General Mills fears effect of fuel prices

By Anthony Fletcher

- Last updated on GMT

Related tags: Net sales, General mills

General Mills' net sales increase of three percent to $2.66 billion
for fiscal 2006 first quarter has been dampened by fears that
higher fuel prices will put pressure on earnings for the rest of
the year.

The nation's second largest cereal maker reported that unit volume grew one percent worldwide for the 13 weeks ended 28 August 2005.

The solid results reported by General Mills, maker of cereals such as Cheerios and Wheaties, underline the fact that the company is back on track after a poor performance last year. Then the company raised prices faster than its competitors, forcing customers to defect to cereals made by rival Kellogg and own-brand cereals from retailers.

"Our problem was we got our [prices] a little high and we had to bring them back in line,"​ chairman Steve Sanger told the UK's Financial Times​. "We had a decline in cereal shipments that was offset by price realisation on cereals, so our overall cereal sales were flat."
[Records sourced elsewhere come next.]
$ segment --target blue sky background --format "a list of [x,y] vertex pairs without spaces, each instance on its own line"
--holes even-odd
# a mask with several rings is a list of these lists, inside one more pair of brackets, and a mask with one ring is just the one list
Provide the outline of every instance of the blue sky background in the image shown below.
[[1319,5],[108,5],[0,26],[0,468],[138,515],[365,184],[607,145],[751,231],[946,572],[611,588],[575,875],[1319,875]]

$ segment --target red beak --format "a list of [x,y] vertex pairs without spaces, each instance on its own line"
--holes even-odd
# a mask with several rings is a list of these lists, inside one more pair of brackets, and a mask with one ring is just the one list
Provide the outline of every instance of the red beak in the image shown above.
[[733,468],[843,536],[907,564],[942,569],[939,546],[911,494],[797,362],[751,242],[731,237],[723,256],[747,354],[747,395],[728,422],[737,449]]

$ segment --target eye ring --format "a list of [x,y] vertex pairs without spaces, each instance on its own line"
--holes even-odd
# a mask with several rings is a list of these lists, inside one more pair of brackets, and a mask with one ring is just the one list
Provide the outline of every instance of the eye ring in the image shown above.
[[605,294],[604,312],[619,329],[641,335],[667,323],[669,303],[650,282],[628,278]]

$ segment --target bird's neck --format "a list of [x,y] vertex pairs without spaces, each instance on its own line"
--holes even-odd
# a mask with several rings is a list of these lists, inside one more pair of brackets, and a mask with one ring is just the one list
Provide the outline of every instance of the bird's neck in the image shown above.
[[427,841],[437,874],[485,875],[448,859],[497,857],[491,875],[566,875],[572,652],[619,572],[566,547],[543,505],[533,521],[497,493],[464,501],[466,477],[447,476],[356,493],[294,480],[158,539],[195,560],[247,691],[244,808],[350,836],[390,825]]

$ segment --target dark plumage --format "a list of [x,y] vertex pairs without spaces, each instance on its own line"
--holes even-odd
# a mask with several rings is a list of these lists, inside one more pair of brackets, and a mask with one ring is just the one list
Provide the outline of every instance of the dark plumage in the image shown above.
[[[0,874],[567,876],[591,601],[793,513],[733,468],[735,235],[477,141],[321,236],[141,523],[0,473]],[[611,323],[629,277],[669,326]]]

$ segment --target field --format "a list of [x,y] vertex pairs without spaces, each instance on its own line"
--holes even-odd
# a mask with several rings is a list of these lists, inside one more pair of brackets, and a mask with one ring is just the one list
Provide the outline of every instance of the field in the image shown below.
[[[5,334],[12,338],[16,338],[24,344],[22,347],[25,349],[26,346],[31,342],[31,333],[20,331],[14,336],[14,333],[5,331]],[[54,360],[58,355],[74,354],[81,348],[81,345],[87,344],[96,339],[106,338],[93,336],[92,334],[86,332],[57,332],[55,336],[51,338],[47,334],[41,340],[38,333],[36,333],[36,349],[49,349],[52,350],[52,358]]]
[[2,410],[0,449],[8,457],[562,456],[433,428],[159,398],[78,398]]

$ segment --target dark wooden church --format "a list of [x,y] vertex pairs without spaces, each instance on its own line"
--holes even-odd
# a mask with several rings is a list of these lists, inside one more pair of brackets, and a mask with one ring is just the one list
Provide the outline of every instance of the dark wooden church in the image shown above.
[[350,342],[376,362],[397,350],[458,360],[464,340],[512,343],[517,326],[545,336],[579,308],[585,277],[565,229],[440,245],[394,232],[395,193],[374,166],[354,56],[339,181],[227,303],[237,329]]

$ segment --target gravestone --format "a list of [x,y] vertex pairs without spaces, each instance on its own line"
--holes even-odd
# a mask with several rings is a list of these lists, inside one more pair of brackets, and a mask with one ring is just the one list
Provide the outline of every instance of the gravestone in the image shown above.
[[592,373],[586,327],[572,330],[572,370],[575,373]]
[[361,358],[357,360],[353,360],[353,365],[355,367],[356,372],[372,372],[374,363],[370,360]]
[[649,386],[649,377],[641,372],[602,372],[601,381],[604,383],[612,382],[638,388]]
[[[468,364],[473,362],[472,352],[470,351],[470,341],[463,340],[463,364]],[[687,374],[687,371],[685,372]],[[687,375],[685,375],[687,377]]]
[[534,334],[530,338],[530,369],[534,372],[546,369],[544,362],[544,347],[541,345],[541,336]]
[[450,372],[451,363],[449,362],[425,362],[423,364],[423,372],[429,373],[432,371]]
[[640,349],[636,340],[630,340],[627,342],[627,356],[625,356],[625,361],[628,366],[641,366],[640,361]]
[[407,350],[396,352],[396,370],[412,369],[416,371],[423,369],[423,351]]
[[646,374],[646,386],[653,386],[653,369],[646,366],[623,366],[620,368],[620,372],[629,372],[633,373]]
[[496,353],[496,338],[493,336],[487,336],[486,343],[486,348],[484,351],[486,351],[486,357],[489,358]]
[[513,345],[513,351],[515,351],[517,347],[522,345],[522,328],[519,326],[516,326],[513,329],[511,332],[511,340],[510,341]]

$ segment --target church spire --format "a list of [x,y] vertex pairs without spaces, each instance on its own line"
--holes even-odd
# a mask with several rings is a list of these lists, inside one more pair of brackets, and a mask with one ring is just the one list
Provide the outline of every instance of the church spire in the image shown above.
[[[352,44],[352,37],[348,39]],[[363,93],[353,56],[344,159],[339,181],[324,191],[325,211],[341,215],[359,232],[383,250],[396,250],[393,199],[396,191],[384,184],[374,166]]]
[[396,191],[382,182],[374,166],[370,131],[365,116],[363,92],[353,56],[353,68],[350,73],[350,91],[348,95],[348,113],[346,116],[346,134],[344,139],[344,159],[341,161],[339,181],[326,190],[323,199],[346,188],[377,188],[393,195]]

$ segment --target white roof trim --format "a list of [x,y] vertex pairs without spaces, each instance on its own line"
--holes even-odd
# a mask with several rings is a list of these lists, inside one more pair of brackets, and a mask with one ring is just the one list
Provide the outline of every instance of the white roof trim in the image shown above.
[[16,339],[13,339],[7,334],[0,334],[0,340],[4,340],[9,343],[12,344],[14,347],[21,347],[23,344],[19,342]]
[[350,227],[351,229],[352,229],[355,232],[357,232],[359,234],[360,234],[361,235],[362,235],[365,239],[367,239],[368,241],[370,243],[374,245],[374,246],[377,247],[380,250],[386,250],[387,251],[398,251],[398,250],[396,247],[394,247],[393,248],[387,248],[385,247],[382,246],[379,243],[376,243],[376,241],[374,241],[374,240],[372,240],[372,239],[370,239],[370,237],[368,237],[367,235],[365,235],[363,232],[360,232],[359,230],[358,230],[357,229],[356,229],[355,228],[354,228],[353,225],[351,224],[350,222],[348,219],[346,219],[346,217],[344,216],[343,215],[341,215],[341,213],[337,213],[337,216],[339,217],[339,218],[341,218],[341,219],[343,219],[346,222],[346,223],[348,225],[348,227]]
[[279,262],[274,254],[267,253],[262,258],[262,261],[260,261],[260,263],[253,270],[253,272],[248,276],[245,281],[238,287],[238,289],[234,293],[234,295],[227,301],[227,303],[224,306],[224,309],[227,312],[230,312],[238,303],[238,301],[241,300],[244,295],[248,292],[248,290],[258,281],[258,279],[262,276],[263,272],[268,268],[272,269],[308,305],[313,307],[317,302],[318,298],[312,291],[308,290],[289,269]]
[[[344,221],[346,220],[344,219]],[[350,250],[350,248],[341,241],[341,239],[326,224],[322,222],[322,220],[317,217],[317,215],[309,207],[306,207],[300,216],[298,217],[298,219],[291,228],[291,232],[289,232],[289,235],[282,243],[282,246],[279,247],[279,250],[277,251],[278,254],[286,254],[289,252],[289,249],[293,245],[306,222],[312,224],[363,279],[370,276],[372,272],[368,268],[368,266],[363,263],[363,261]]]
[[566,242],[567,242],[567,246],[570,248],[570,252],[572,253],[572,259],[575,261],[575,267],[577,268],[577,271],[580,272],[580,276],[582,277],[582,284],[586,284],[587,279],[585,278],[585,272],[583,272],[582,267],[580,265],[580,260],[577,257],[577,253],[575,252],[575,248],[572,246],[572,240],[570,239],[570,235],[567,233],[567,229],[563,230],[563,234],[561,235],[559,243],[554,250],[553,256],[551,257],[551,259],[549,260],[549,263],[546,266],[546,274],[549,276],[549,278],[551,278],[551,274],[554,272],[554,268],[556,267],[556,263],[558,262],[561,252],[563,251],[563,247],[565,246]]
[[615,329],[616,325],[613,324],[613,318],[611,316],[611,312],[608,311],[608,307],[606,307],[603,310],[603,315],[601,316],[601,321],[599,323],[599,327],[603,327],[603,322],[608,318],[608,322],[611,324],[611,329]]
Sanger now believes that the cereals division is back on track, and points to other sectors that have performed very well. Yoplait led net sales growth, with a 19 percent increase driven by Yoplait Light, with new items including Chocolate Whips and Yoplait and Go-Gurt Smoothies proving popular.

Meals division net sales grew 4 percent, led by Progresso soup and Green Giant frozen vegetables. Snacks net sales grew 3 percent, with good performance by the Nature Valley and Chex Mix businesses.

In all, segment operating profits increased 21 percent to $500 million, while earnings after tax totaled $252 million, up 38 percent from $183 million last year. Net sales for General Mills' consolidated international businesses grew 11 percent to $446 million while init volume increased 7 percent, and foreign exchange contributed 3 points of growth.

"Our year is off to a strong start,"​ said Sanger. "We are achieving our planned price realization and margin growth across all three of our operating segments."

However the company now faces a difficult challenge if it is to assert its dominance in the cereals sector. Its share price fall 10 per cent this year, compared with only 1.7 per cent for Kellogg.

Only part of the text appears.